BADEM: Kadın sağlığında önemi, progesterone hormonu seviyelerinin yükselmesini sağlayarak kadınlarda doğurganlığın artmasında direk etken mucize besindir. Günde 30 adet çig ve tuzsuz badem magnzeyum desteği de sağlayarak menstrual dönemde kadınların duygu durumlarının kontrol altına alınmasında da etkilidir.
İYOTLU TUZ: Kadın sağlığında iyot içeren besinleri tüketmenin önemi kritiktr. Iyot yetersizliği olan kadın düşük yapabilmekte, erken doğuma maruz kalabilmekte, doğumsal anomalili çocuk dünyayay getirebilmekte, anne karnında bebeğini kaybedebilmekte ve zeka özürlü çocuk doğumuna sebep olabilmektedir. Günde 1 silme çay kaşığı kadar iyotlu tuzun gün içinde tüketimi kadının yeterli iyot almasını sağlayarak gebelik ve çocukta zeka puanı eksikliği sorunlarını ortadan kalkmasında direk etki sağlamaktadır.
YAĞSIZ KIRMIZI ET: Demir eksikliği kadınlarda birinci olarak her ay menstrüal siklus nedeniyle oluşabilir.
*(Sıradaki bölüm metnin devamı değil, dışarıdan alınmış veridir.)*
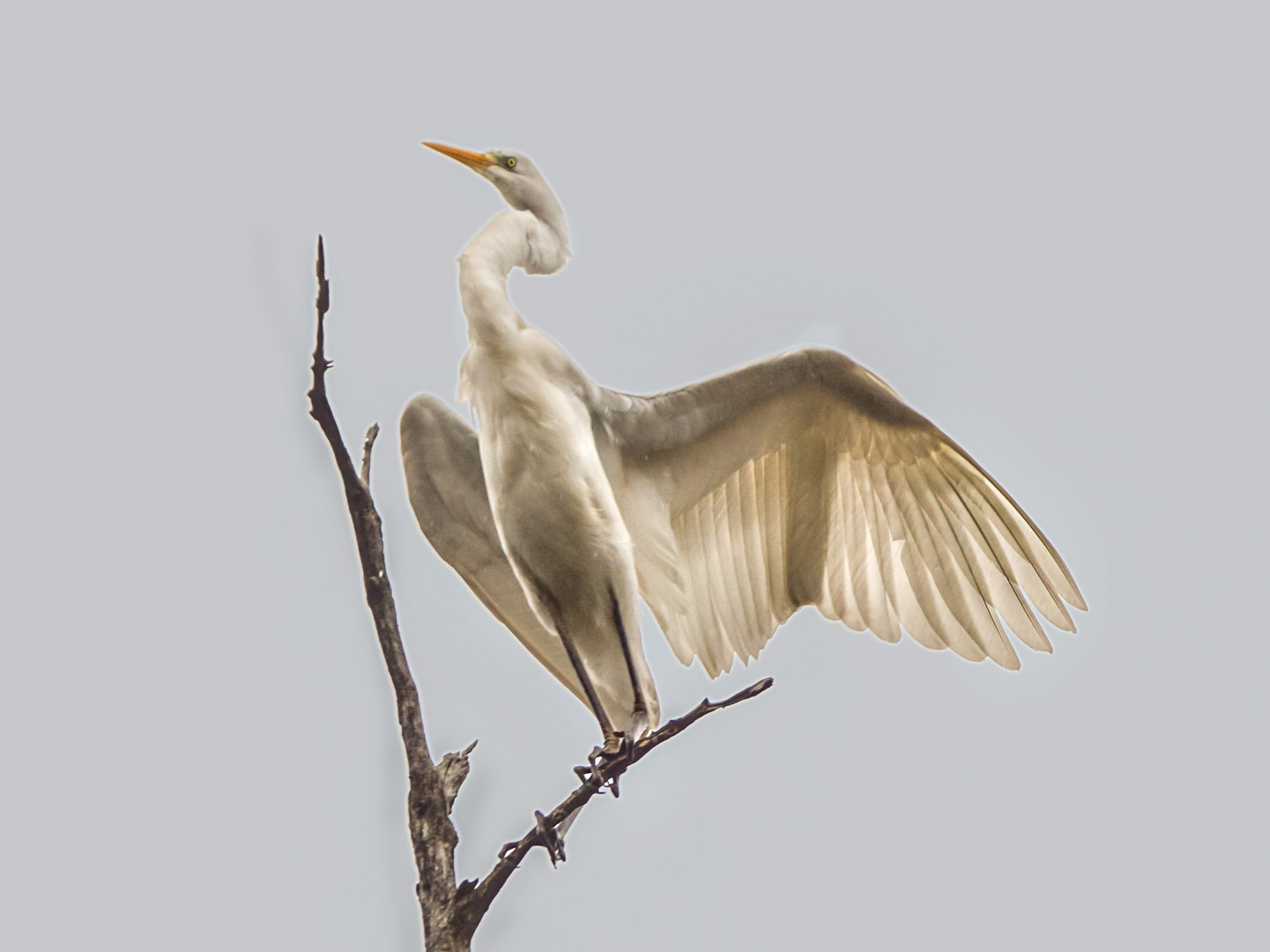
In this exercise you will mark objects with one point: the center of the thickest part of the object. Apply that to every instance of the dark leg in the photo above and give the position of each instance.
(640, 703)
(592, 696)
Bu nedenle kadınlar sıkça en az 3 köfte kadar yağsız kırmızı etten bir öğünde yemeye özen göstermeleri gerekmektedir.
SÜT: Saglıklı bir kadın için kemik yoğunluğunun pik seviyeye geldiği 15-25 yaş arasında peynir ve yoğurda ek olarak 1 su bardağı süt içme alışkanlığını kazanmasının şart olduğunu söylemeliyim. Süt kalsiyumunun yüzde 99'u kemiklere geçen süper besin olduğundan 30'lu yaşlardan sonrada kemik yoğunluğunun korunmasında süt içimine devam etmek gerekmektedir. İçerisindeki immünoglobülin bağışıklık sistemini olumlu etkilemekte ve büyüme hormonu ise boy uzama gibi fizyolojik yararlar da sağlamaktadır.
BALIK: Hamilelik döneminde haftada en az 3 kere en az 200 g kadar yağlı deniz balığı annenin yemesi olmazsa olmazlar arasındadır. Çünkü balıktan alınan güçlü omega 3 bebeğe plasentadan transfer olmakta. EPA ve DHA yağ asitlerine dönüşerek bebeğin anne karnında beyin ve sinir sistemi gelişiminde aktif rol oynamaktadır. Emziren annenin en az haftada 2 kere, normal yaşamda da haftada en az bir kere balık yemesi genel sağlık için çok değerlidir.
YEŞİL MERCİMEK: Hem normal yaşamda hem hamilelik süresince farkında olmadan Bisphenol A ve tarım ürünlerinde üreyen mikotoksinlere kadınlar maruz kalabilirler. Bu iki faktör bebeğin anne karnındaki yaşamını tehlikeye sokan gizli risklerdir. Folik asit, betain ve kolinden zengin metil donörleri besinlerin bu zararlı etkiyi nötralize ettiğini de bildirmek isterim. Yeşil mercimek bu açıdan en değerli besin olduğunu unutmamalısınız. Haftada 3 kere yeşil mercimek yiyerek toksinleri detoksifiye etmek oldukça kolay.